The retag is a tautology, and any transient failure of it produces a
red-X for an operation that didn't need to happen. Skipping the job
entirely on cache-hit is correct and removes a whole class of cosmetic
failure. Manual workflow_dispatch with promote_latest=true still bypasses
the gate as an escape hatch (e.g., if base-latest got hand-deleted and
needs regeneration without rebuilding the base).

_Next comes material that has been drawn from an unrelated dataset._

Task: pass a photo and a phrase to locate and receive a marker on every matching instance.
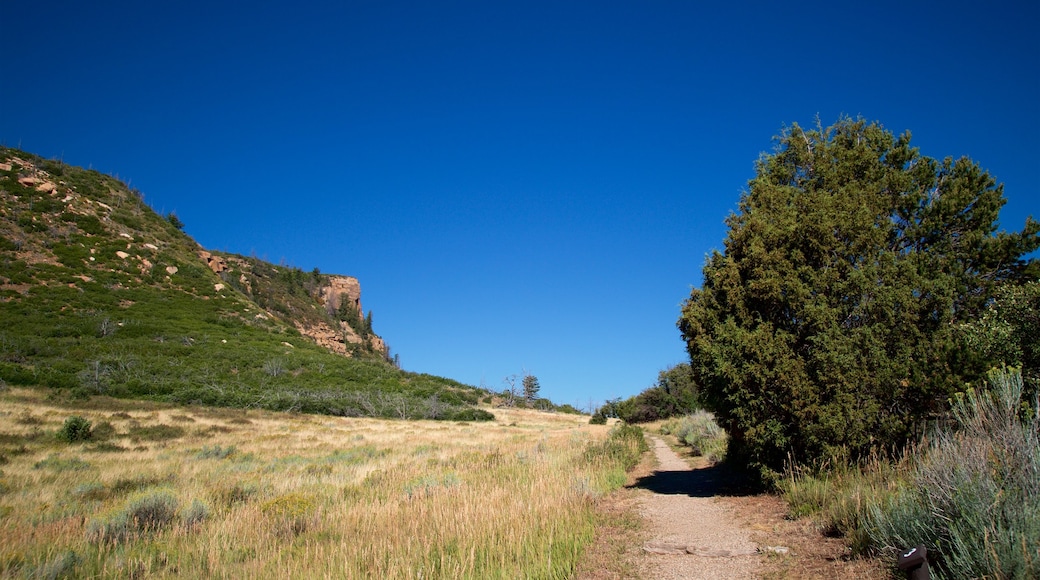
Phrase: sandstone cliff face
(341, 337)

This will not trigger a CI publish run (main-branch commit, no tag).
---
 .gitea/workflows/docker-publish-split.yml | 25 +++++++++++++++++++++--
 CHANGELOG.md                              |  5 +++++
 2 files changed, 28 insertions(+), 2 deletions(-)

diff --git a/.gitea/workflows/docker-publish-split.yml b/.gitea/workflows/docker-publish-split.yml
index a0d6295..017dc3f 100644
--- a/.gitea/workflows/docker-publish-split.yml
+++ b/.gitea/workflows/docker-publish-split.yml
@@ -526,12 +526,33 @@ jobs:
       - build-variant-omos
       - build-variant-with-pi
       - build-variant-omos-with-pi
-    if: ${{ github.ref_type == 'tag' || inputs.promote_latest == 'true' }}
+    # Skip on cache-hit base builds: when need_build=false, base-latest
+    # already points at the same digest as base-<hash>, so the retag is
+    # a tautology and any transient failure of it is purely cosmetic.

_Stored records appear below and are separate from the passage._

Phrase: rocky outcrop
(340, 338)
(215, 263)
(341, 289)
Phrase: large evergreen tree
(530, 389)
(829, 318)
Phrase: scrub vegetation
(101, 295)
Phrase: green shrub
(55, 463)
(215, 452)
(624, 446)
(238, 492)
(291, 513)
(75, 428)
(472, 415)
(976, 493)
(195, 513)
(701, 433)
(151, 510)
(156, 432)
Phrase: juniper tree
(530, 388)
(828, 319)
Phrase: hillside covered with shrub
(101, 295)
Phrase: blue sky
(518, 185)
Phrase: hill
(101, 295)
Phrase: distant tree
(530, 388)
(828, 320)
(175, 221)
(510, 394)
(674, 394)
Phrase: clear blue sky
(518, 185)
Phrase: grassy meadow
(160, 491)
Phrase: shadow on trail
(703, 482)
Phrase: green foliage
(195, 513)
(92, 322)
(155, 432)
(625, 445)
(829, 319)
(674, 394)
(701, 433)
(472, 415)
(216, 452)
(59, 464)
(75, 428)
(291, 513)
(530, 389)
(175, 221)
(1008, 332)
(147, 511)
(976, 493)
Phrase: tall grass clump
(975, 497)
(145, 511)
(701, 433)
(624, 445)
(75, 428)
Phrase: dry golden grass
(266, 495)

+    # Manual workflow_dispatch with promote_latest=true overrides this
+    # gate as an escape hatch (e.g., if base-latest got hand-deleted).
+    if: |
+      inputs.promote_latest == 'true' ||
+      (github.ref_type == 'tag' && needs.base-decide.outputs.need_build == 'true')

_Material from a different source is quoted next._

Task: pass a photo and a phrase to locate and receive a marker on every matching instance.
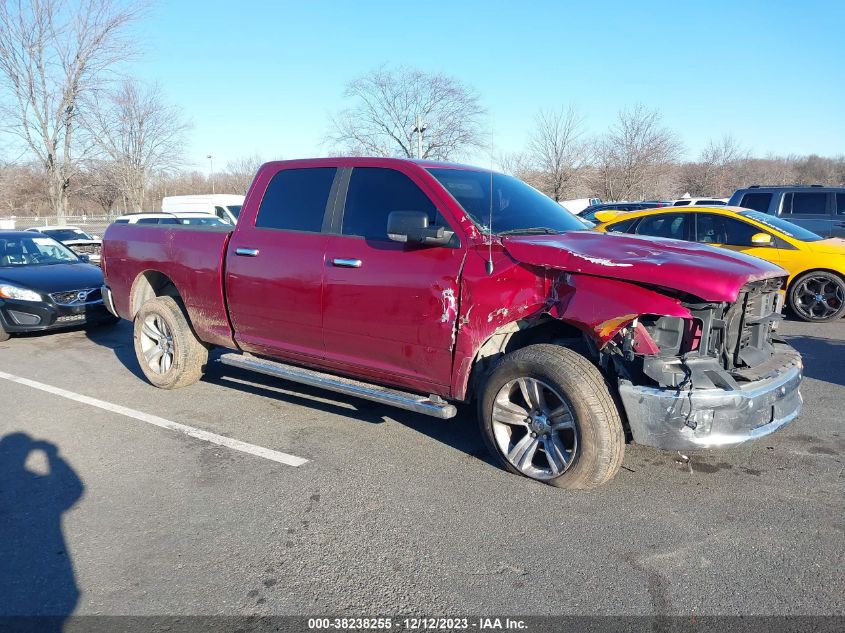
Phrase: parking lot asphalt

     runs-on: ubuntu-latest
     container:
       image: catthehacker/ubuntu:act-latest
     steps:
-      - uses: imjasonh/setup-crane@v0.4
+      # Direct pinned install instead of imjasonh/setup-crane@v0.4. The
+      # action's bootstrap script calls api.github.com/.../releases/latest
+      # to discover the crane version, which periodically rate-limits and
+      # produces tag=null → download from .../download/null/... → 404 →
+      # 'gzip: unexpected end of file' → exit 2. Pinning removes the
+      # runtime dependency on GitHub API entirely. Bump CRANE_VERSION
+      # deliberately when you want updates.
+      - name: Install crane (pinned)
+        env:
+          CRANE_VERSION: v0.21.6
+        run: |
+          set -eux
+          curl -fsSL "https://github.com/google/go-containerregistry/releases/download/${CRANE_VERSION}/go-containerregistry_Linux_x86_64.tar.gz" \
+            | tar -xz -C /usr/local/bin crane
+          crane version
       - name: Login (crane)
         run: |
           crane auth login docker.io \
diff --git a/CHANGELOG.md b/CHANGELOG.md
index 8c955fc..d6bb3d1 100644
--- a/CHANGELOG.md
+++ b/CHANGELOG.md
@@ -8,6 +8,11 @@ Tags follow `v{opencode_version}[letter]` — bare tag for the first build on a
 
 ## Unreleased
 
+CI hardening for the `promote-base-latest` job. No image-side changes — these are workflow-only edits and won't trigger a tag.
+
+- **Replaced `imjasonh/setup-crane@v0.4` with a direct pinned crane install.** The action's bootstrap script calls `api.github.com/.../releases/latest` to discover what crane version to install. That call periodically rate-limits and produces `tag=null` → the action downloads `releases/download/null/...` → 404 → `gzip: unexpected end of file` → exit 2. Hit this on the v1.15.3 release run (cosmetic failure — base-latest was already correct). Now we curl + extract crane v0.21.6 directly into `/usr/local/bin/`. Bump `CRANE_VERSION` deliberately when wanting updates, same pattern as the other GitHub-sourced binaries in the Dockerfile layer.
+- **Gated `promote-base-latest` on `need_build == 'true'`.** When the base layer hash hasn't changed (cache-hit on the existing `base-<hash>` from a previous run), `base-latest` already points at the correct digest, so the retag is a tautology. Skipping in that case removes a class of cosmetic failure (no-op-that-fails). Manual `workflow_dispatch` with `promote_latest: true` overrides the gate as an escape hatch for hand-recovery scenarios. Tagged releases that genuinely rebuild the base still promote as before.
+
 ## v1.15.3 — 2026-05-16
 
 opencode 1.15.0 → 1.15.3 bump (three upstream patch releases).